Quelle stratégie adopter pour garder une activité viable ou garder le contact avec ses clients ?
Pour ne pas dépendre totalement des acteurs de la livraison, une des stratégies est de proposer systématiquement au consommateur, depuis son propre site internet le choix de plateforme de livraison pour le rendre acteur dans son acte d’achat. L’enseigne du groupe de Teresa Carles, pionnière de la restauration végétarienne pour tous, propose sur son site internet 3 solutions de plateformes de livraison pour ses points de vente encore en activité pour produire les commandes (3 à Barcelone, 1 à Madrid). Cette activité réduite à 4 lieux de production sur les 12 en temps normal permet de proposer ses spécialités avec une exploitation économiquement viable. Pour offrir un bénéfice attractif à ses clients qui commandent en livraison à domicile, Flax&Kale propose également une offre promotionnelle sur ses produits phares, « ses healthy drinks », cold pressed, gamme de kombuchas fait maison. Remise de 1 euro sur l’ensemble de la gamme.
L’autre stratégie observée par exemple chez Bacoa, chaîne de burger gourmet, née à Barcelone et implantée dans 5 villes du pays, est de proposer sur son site, la livraison comme un nouveau service de l’enseigne. Le choix s’est porté sur 2 plateformes et uniquement disponibles dans une ville au potentiel suffisant. Barcelone en l’occurrence.
Enfin l’enseigne montante du Healthy espagnole, Honest green, positionnée sur le fast-good et récemment implantée à Barcelone, informe sur son site, de son choix de faire reposer totalement sa continuité de service sur la plateforme leader, uniquement dans la ville où sa notoriété et ses clients fidèles sont nombreux. Elle le présente comme une alternative à la fermeture exceptionnelle de ses restaurants. Quid des habitudes prises et des besoins de sécurité sanitaire après confinement.
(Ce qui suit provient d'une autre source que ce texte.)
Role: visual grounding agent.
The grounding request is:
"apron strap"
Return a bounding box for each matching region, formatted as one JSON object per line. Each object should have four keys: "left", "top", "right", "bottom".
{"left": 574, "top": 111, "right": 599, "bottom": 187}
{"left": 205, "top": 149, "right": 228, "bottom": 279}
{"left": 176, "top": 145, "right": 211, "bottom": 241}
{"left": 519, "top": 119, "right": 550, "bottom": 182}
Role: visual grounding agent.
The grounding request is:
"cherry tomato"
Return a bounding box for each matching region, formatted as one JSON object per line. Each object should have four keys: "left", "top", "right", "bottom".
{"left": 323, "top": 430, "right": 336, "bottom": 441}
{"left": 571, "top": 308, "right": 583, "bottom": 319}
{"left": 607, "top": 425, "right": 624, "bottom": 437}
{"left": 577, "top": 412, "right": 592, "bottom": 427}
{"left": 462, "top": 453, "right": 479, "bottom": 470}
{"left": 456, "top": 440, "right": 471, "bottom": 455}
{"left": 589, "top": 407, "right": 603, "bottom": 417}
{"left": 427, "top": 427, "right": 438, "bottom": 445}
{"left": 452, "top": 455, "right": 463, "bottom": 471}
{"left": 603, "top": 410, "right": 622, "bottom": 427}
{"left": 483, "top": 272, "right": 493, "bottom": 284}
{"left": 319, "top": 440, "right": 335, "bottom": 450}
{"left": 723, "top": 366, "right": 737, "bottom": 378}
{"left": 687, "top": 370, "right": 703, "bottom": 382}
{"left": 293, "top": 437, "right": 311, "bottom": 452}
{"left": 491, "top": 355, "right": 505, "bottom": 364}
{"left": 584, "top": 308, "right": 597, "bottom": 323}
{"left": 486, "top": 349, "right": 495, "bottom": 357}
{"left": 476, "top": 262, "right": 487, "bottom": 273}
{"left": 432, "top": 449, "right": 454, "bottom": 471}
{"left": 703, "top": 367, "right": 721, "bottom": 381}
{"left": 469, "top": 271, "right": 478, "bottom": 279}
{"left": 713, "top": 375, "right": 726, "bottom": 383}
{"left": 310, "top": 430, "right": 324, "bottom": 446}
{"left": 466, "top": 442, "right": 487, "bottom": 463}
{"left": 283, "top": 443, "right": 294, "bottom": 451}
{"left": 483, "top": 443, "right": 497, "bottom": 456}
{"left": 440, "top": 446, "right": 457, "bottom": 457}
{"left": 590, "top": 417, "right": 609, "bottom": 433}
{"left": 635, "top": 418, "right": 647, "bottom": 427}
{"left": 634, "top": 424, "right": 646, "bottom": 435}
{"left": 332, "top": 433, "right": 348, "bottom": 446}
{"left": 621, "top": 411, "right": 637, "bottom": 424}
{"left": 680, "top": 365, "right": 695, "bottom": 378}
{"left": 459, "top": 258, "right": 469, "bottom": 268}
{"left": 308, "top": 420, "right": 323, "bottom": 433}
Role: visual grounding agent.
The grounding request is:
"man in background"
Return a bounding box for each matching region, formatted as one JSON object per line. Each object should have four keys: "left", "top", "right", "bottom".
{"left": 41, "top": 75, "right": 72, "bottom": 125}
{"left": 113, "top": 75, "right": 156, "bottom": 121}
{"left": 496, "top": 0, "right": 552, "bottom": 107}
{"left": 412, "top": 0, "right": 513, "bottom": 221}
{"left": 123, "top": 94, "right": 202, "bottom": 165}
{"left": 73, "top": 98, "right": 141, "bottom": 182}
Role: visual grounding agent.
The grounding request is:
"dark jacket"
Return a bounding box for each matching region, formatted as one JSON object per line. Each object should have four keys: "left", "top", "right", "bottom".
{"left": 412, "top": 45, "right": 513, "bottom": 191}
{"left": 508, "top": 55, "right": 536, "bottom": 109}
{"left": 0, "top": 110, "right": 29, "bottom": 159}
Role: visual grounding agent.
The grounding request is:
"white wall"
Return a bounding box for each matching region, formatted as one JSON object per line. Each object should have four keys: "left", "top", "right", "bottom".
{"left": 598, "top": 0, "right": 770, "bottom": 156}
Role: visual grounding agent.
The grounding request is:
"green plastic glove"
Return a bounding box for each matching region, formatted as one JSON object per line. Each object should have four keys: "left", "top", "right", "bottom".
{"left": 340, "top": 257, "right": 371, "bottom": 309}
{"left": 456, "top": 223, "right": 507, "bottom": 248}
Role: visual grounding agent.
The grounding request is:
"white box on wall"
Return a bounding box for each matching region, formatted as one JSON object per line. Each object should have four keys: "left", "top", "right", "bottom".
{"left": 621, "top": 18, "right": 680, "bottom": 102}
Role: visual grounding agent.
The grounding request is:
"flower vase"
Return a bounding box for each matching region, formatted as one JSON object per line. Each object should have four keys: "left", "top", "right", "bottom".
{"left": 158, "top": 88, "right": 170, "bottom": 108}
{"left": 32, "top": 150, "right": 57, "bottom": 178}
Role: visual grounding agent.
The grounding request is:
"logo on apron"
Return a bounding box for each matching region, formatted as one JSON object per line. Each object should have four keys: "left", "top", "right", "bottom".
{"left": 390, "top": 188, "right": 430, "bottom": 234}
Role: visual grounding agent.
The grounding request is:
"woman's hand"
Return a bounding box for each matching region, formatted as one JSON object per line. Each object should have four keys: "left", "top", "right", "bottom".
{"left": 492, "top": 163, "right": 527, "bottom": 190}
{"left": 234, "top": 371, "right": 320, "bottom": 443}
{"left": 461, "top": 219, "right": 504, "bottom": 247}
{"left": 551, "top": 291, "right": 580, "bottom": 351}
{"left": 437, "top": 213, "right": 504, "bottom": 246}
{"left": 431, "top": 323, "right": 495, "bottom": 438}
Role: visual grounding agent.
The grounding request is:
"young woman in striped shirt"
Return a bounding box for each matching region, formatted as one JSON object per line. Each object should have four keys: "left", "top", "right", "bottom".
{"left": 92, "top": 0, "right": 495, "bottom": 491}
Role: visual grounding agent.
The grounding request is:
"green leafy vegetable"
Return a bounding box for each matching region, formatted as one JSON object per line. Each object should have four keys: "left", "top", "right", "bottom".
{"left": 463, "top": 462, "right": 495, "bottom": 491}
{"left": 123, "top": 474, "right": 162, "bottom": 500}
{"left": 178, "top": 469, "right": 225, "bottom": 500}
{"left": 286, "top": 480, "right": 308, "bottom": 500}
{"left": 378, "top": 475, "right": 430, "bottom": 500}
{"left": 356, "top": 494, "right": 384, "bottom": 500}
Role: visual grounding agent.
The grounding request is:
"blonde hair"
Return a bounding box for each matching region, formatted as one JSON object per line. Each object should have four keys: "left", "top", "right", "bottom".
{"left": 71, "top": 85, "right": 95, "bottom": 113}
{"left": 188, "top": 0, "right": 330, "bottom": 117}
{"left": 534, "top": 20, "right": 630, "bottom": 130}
En conclusion : le salut de la restauration passe, d’une part par l’accompagnement de l’Etat, mais surtout, aussi par les plateformes de livraison quitte à dégrader la rentabilité, du moins sur une période transitoire. Reste à savoir de quelle manière ces dernières vont se montrer « solidaires », sans abuser d’une position dominante et contribuer au nouveau départ de la restauration Hors Domicile en Espagne.